L’auteur évoque la difficulté à cerner cette pratique (mais il y arrive fort bien, me semble-t-il) et son marché, qu’il estime relativement étroit. Concernant le développement des différentes associations de coaching, il rappelle avec bon sens que « la certification corporatiste est d’abord un commerce » et « qu’il n’est guère plus convaincant qu’hier de se prévaloir de tel ou tel label ou de le recommander ».
Autre point intéressant, et que nous avions soulevé, sur mon initiative, dans l’association Coaching & Cnam lors d’une présentation au récent Salon du coaching, le coaching interne progresse dans les grandes organisations. Gilles Alexandre cite d’ailleurs l’expérience remarquable menée à l’ANPE, depuis plusieurs années, pour instaurer une véritable culture du coaching interne, sur des bases théoriques développées par les enseignants du CNAM, et notamment Dominique Lecoq. Il décrit le processus de sélection et d’habilitation de coachs internes, son développement dans la filière managériale (aujourd’hui, on compterait 80 coachs internes, qui font en moyenne deux missions par an).
Autres cas cités, celui de la SNCF, et celui d’une entreprise informatique. Il montre ainsi la variété des pratiques (contrat tripartite, ou pas ?), la dimension plus ou moins prégnante de l’évaluation des résultats dans la culture de coaching de l’entreprise, et ses articulations dans certains cas avec des outils de type 360°, ou leadership review.
Une question stimulante que pose cet article concerne le caractère « élitiste » du coaching ( même si j’ai entendu que certaines associations, comme l’Association Européenne de Coaching ont mis en place des dispositifs de « coaching solidaire »).
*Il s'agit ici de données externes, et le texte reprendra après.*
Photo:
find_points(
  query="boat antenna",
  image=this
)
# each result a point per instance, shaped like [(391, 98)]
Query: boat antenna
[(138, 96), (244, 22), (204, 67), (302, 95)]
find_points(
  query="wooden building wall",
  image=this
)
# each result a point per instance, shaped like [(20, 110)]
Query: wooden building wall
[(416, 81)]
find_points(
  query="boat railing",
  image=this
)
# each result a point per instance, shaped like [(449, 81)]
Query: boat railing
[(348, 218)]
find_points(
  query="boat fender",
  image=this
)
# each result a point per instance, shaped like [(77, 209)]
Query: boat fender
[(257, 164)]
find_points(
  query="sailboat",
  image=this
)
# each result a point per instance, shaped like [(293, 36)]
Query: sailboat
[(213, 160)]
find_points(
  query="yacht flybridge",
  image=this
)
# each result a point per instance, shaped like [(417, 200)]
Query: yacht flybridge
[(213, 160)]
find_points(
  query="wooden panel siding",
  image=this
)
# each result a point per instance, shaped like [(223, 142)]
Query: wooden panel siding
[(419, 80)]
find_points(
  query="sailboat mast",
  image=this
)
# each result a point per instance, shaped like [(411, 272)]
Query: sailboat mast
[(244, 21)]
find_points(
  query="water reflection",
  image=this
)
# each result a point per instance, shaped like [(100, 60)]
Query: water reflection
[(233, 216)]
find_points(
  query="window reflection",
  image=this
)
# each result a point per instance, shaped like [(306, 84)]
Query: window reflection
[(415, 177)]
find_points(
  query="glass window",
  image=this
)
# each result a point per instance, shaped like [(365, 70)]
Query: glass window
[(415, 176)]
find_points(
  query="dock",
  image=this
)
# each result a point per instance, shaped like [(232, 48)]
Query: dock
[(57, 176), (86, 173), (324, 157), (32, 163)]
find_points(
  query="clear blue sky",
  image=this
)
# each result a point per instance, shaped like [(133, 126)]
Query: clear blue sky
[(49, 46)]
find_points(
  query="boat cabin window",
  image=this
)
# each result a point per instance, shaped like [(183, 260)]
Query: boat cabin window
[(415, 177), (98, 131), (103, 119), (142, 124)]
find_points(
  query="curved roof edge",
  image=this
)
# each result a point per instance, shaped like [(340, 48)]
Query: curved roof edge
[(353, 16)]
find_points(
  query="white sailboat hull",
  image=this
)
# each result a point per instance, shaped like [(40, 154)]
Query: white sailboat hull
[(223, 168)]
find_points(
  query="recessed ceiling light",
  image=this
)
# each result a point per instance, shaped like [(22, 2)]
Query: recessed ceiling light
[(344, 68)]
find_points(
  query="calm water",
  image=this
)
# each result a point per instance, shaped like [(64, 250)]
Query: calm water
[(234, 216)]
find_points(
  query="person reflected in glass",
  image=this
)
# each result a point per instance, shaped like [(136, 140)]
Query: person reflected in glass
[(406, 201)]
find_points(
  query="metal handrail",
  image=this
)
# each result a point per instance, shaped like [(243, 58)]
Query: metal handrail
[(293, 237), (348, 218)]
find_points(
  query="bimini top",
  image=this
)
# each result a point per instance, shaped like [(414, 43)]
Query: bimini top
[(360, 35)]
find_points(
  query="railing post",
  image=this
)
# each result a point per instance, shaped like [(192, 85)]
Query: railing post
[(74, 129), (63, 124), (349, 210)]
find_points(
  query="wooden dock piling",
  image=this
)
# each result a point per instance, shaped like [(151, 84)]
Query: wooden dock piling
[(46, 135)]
L'auteur ne manque pas d'humour lorsqu’il parle de "coaching de distinction" pour certains top managers. D'ailleurs voici comment il propose de distinguer les différents types de coaching :
a. Le coaching de distinction (cf. les analyses de Pierre Bourdieu dans « L’éloge de la distinction ») systématiquement proposé aux dirigeants et aux cadres supérieurs. Aucune entreprise ne le qualifiera ainsi, mais il s’agit bien d’une attribution statutaire. Liberté restant à chacun d’en user ou pas.
b. Le coaching miroir (…) se caractérise par le besoin de confronter ou de clarifier très librement par le questionnement et par le débat un certain nombre d’hypothèses, de scenarii ou de décisions avec un interlocuteur de confiance.
c. Le coaching de performance destiné à développer telle ou telle compétence ou à progresser dans l’atteinte d’un objectif.
d. Le coaching situationnel ou stratégique centré sur la compréhension, la résolution ou le dépassement d’une situation critique ou conjoncturelle.
e. Le coaching de développement plus axé non pas sur l’atteinte d’une meilleure performance mais sur une meilleure compréhension de soi en situation professionnelle ; ex. analyser ses comportements suite à une démarche 360°.
f. Le coaching de soutien pour aider une personne en difficulté.
Et l’auteur de s’interroger sur le futur : « demain, assistera-t-on au développement dans l’entreprise (à
commencer par les dirigeants) d’un coaching physique axé sur un meilleur bien-être ou sur une capacité à mieux supporter les charges de déplacement ou de performance ? » Aimé Jacquet, au secours!